Carrier Blocking Layers Research Articles

Growth of monolithic full-color GaN-based LED with intermediate carrier blocking layers

Specially designed intermediate carrier blocking layers (ICBLs) in multi-active regions of III-nitride LEDs were shown to be effective in controlling the carrier injection distribution across the active regions. In principle, the majority of carriers, both holes and electrons, can be guided into targeted quantum wells and recombine to generate light of specific wavelengths at controlled current-densities. Accordingly we proposed and demonstrated a novel monolithic InGaN-based LED to achieve three primary colors of light from one device at selected current densities. This LED structure, which has three different sets of quantum wells separated with ICBLs for three primary red-green-blue (RGB) colors, was grown by metal-organic chemical vapor deposition (MOCVD). Results show that this LED can emit light ranging from 460 to 650 nm to cover the entire visible spectrum. The emission wavelength starts at 650 nm and then decreases to 460 nm or lower as the injection current increases. In addition to three primary colors, many other colors can be obtained by color mixing techniques. To the best of our knowledge, this is the first demonstration of monolithic full-color LED grown by a simple growth technique without using re-growth process.

Formation of all-oxide solar cells in atmospheric condition based on Cu2O thin-films grown through SILAR technique

We report formation of Cu2O thin-films through successive ionic layer adsorption and reaction (SILAR) process. We have fully characterized the thin-films grown in atmospheric condition with a non-vacuum process. Post-deposition annealing in oxygen environment has led to formation of CuO thin-films. We have formed pn-junctions with a layer of the p-type copper oxides and another layer of n-type SnO2 nanoparticles. Such pn-junctions, along with other oxide semiconductors as carrier blocking layers acted as all-oxide thin-film solar cells which were formed in an atmospheric condition. We report the effect of NiO as a hole-transporting and electron-blocking layer and ZnO as a buffer layer between p- and n-layers to forbid chemical changes occurring at the interface. From scanning tunneling spectroscopy (STS) measurements we could locate band-edges of the materials with respect to their Fermi energy. The NiO/Cu2O/ZnO/SnO2 heterojunction devices having a staircase-like energy level led to facile transport of electrons and holes to the opposite electrodes and thereby acting as all-oxide thin-film solar cells yielding an energy conversion efficiency in excess to 1%.

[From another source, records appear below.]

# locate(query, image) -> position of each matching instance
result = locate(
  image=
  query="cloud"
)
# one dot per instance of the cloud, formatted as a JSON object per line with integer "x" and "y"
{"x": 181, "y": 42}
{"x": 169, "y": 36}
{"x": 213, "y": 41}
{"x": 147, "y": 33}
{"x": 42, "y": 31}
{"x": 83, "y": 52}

Suppression of dark current through barrier engineer for solution-processed colloidal quantum-dots infrared photodetectors

In an attempt to suppress the dark current, the barrier layer engineer for solution-processed PbSe colloidal quantum-dot (CQD) photodetectors has been investigated in the present study. It was found that the dark current can be significantly suppressed by implementing two types of carrier blocking layers, namely, hole blocking layer and electron blocking layer, sandwiched in between two active PbSe CQD layers. Meanwhile no adverse impact has been observed for the photo current. Our study suggests that this improvement resides on the transport pathway created via carrier recombination at intermediate layer, which provides wide implications for the suppression of dark current for infrared photodetectors.

Color stability, wave function overlap and leakage currents in InGaN-based LED structures: the role of the substrate orientation

We present a theoretical study of the performance of InGaN-based light-emitting diodes in terms of built-in fields, wave function overlap, emission wavelength shift with current density and leakage currents. We analyze polar (c-plane), semipolar ((11-22), (10-1-3), (20-21) and (20-2-1)) and non-polar systems. Compared with the c-plane, the semipolar planes show substantial improvements. An exceptionally high wave function overlap is expected for the (10-1-3) orientation, making it an attractive alternative to non-polar devices with low InN content. The (11-22) and (20-21) systems give rise to a natural carrier blocking layer, leading to significantly reduced leakage currents.

Minority carrier barrier heterojunctions for improved thermoelectric efficiency

We propose and demonstrate the beneficial use of minority carrier blocking layers to lessen bipolar conduction at elevated temperatures and increase the Seebeck coefficient in a thermoelectric material. Bipolar conduction, caused by thermally activated intrinsic carriers in semiconductors, causes a detrimental “roll-over” in the Seebeck coefficient and increase in thermal conductivity, measured as a function of temperature. We propose that these negative effects can be lessened or delayed in a small band gap host matrix by incorporating wider band gap semiconductor layers to impede the thermal diffusion of minority carriers over majority carriers. To prove this concept, a composite material grown by molecular beam epitaxy of p-type InAs layers and electron blocking p-type AlSb layers were grown and measured. We show improved thermoelectric properties over just p-type InAs in measurements from 110K to 600K.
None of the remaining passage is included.